= The People We Hate at the Wedding (novel) =

Humorous Novel by Grant Grinder

First edition (publ. Flatiron Books)

The People We Hate at the Wedding is a 2016 novel by Grant Ginder about a dysfunctional blended family who come together to celebrate the wedding of Eloise Lafarge, the eldest sibling of the family. In 2022, the novel was adapted into a movie of the same name, which was released on Amazon Prime on November 18, 2022.

==Summary==
American siblings Paul and Alice learn their elder half-sister Eloise is getting married in England. Both siblings harbor resentment towards Eloise, the child from their mother, Donna, and her first marriage to cosmopolitan Frenchman Henrique, who left Eloise a substantial trust fund. Both siblings are also deeply unhappy with their lives. Paul works for a man he hates and is in a relationship with a narcissistic, controlling academic, while Alice is still struggling with the trauma of a stillbirth five years earlier and is having an affair with a married man.

Alice reluctantly agrees to be Eloise's bridesmaid while Paul initially declines to go due to his estrangement from their mother, Donna, but eventually agrees after losing his job in a dramatic fashion.

In London, Alice is devastated when she learns that the hotel she booked has been paid for by Eloise. Paul is pressured into a threesome by his boyfriend Mark and is dumped shortly before the wedding. Eloise meanwhile is distressed that all her attempts to reunite her family seem to go awry. She also attempts to reunite her mother and father.

The evening before the wedding Paul gets drunk and tells Eloise's future in-laws about the threesome. Eloise angrily reveals that while Paul has been mad at Donna for erasing the memory of his father after his death, Donna was actually protecting him, as his father was homophobic and never accepted Paul after he came out. Paul discovers Henrique kissing a much younger woman and urinates on him in retaliation, and is later arrested.

The wedding is eventually delayed because Eloise does not want to go through with it. She confides to Paul that she always wanted a loving, functional family and fears that whatever family she creates will be as dysfunctional as her old one.

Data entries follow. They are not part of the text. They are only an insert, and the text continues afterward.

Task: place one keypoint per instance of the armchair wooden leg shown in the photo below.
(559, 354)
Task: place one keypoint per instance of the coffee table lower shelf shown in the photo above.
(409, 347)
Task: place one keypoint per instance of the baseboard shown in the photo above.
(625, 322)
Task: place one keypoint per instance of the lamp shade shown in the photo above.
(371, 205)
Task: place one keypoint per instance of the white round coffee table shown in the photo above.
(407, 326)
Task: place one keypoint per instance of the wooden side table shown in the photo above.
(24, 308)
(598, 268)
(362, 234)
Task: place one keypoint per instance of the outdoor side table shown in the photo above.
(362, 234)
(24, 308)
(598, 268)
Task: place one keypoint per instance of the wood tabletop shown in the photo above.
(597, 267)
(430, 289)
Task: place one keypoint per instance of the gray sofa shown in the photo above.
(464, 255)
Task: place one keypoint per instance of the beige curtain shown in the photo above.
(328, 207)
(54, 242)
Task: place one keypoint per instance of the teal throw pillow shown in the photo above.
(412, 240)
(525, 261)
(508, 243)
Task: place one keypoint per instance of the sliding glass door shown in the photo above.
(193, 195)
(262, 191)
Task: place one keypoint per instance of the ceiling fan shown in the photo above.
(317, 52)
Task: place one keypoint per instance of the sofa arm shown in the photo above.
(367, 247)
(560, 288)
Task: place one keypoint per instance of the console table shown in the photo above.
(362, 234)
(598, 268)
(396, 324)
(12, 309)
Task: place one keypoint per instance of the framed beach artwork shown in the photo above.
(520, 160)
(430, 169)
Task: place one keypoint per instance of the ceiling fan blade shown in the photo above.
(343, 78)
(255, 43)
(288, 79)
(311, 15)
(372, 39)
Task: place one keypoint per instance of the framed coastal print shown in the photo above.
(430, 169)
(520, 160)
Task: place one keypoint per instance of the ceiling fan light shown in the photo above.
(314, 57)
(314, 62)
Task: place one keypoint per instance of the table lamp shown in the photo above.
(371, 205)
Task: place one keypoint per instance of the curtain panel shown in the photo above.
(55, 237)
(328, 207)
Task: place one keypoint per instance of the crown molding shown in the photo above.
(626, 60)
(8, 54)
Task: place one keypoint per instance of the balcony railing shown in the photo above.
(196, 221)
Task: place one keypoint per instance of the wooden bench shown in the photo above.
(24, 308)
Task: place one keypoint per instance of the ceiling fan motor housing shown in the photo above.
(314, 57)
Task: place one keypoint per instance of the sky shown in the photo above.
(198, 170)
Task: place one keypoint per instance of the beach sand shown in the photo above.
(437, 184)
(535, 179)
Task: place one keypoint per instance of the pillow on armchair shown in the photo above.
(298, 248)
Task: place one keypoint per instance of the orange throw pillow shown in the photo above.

Paul pushes her to attempt to try nevertheless, and Eloise agrees to go forward with her wedding.

==Reception==
Kirkus labelled the novel as "gleefully outrageous" and "good fun". Publishers Weekly awarded a starred review, describing that the book provided "laughter and hope".

== Adaptation ==
In 2022, the novel was adapted into a movie of the same name, and was released on Amazon Prime on November 18, 2022.